A big dividend yield for a few years doesn't mean much if it can't be sustained. Kraft Heinz is not generating a profit, but its free cash flows easily cover the dividend, leaving plenty for reinvestment in the business. In general, cash flows are more important than the more traditional measures of profit so we feel pretty comfortable with the dividend at this level.

According to analysts, EPS should be several times higher next year. Assuming the dividend continues along recent trends, we think the payout ratio will be 12%, which makes us pretty comfortable with the sustainability of the dividend.
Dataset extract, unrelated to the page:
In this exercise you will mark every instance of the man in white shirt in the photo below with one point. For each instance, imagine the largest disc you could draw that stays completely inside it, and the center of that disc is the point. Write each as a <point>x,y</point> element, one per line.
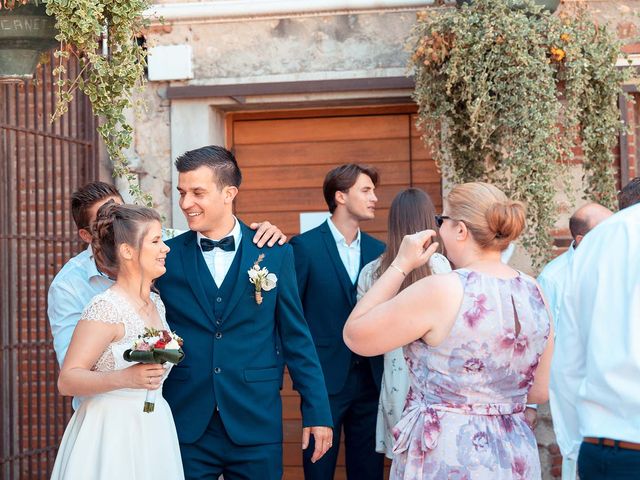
<point>595,375</point>
<point>328,261</point>
<point>552,280</point>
NasdaqGS:KHC Historic Dividend August 6th 2025

View our latest analysis for Kraft Heinz

Dividend Volatility

The company has a long dividend track record, but it doesn't look great with cuts in the past. Since 2015, the annual payment back then was $2.30, compared to the most recent full-year payment of $1.60. This works out to be a decline of approximately 3.6% per year over that time. Declining dividends isn't generally what we look for as they can indicate that the company is running into some challenges.

Kraft Heinz Could Grow Its Dividend

Growing earnings per share could be a mitigating factor when considering the past fluctuations in the dividend. Kraft Heinz has seen EPS rising for the last five years, at 5.4% per annum. It's not an ideal situation that the company isn't turning a profit but the growth recently is a positive sign. If the company can become profitable soon, continuing on this trajectory would bode well for the future of the dividend.

Our Thoughts On Kraft Heinz's Dividend

Overall, it's nice to see a consistent dividend payment, but we think that longer term, the current level of payment might be unsustainable. In the past, the payments have been unstable, but over the short term the dividend could be reliable, with the company generating enough cash to cover it. We would be a touch cautious of relying on this stock primarily for the dividend income.

Market movements attest to how highly valued a consistent dividend policy is compared to one which is more unpredictable. Still, investors need to consider a host of other factors, apart from dividend payments, when analysing a company. Taking the debate a bit further, we've identified 2 warning signs for Kraft Heinz that investors need to be conscious of moving forward. If you are a dividend investor, you might also want to look at our curated list of high yield dividend stocks.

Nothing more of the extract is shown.